1 of 1 people found this helpful
interesting experiment. Two things came to my mind while reading your post:
1) You are clearing CR0.CD without performing a cache flush afterward. As I understand the CD bit, it does nothing more than disable cache-line fills (in case the target cacheline of a cachable read operation is not already in the cache). So you would need to flush both the L1 and L2 caches completely, after CR0.CD has been set, or you risk of working on potentially-stale (cached) data. Of course, if you read a cacheline that was not previously cached, it won't be cached afterward; but if a cacheline was still in the cache when you set the bit, it will never be flushed, because there is no other cacheline to replace it (at least in L2; you can force it out of L1 via WBINVD).
2) CR0.CD influences all memory operations, not just data accesses; therefore, setting this bit also disables caching of executable code, like the one of your test loop. I don't know what type of bus accesses the P54C uses to read code, though, so I'm not sure whether this can explain your measurements.
If I wanted to verify this theory, I would probably try to count the number of assembly code bytes forming your test loop, then try to calculate how much time it takes to transfer over the mesh.

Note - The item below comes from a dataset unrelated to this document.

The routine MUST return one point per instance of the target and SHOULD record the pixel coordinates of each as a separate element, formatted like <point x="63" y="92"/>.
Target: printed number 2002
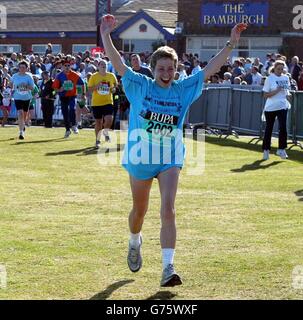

Thanks a lot for the insight!. I ran the code the again with WBINVD just after the cache enable/disable but it did not make any difference. I don't think the shared memory is already in the cache before I execute the loop. I think the caching of code could make a difference. I will try to confirm it as you have suggested. However I would like to ask two things
- Is there a way a to invalidate the L2 cache also.?
- Can I somehow verify if the uncacheable shared memory is actually not getting cached ? I checked the PTEs and they have the CD bit set but I want to be sure.
the L2 cache cannot be flushed directly. The only means known to do that is to construct a certain series of memory reads, such that the memory operations seen on the processor's front side (i.e., after traversing through L1) cause the target cachelines to be evicted from L2. This is extremely hard; if you are interested, you can find the discussion here: http://marcbug.scc-dc.com/bugzilla3/show_bug.cgi?id=195
If you want to make sure that certain data never appears in L2, you could also set the MPBT caching type. Make sure support for it is enabled in CR4, then set the MPBT (PS) bit in the page table; data marked this way will be cached in L1 only (and writes accumulated in the external WCB), but never cause L2 fills. Due to the WCB, it is recommended to use PWT=1 with such mappings.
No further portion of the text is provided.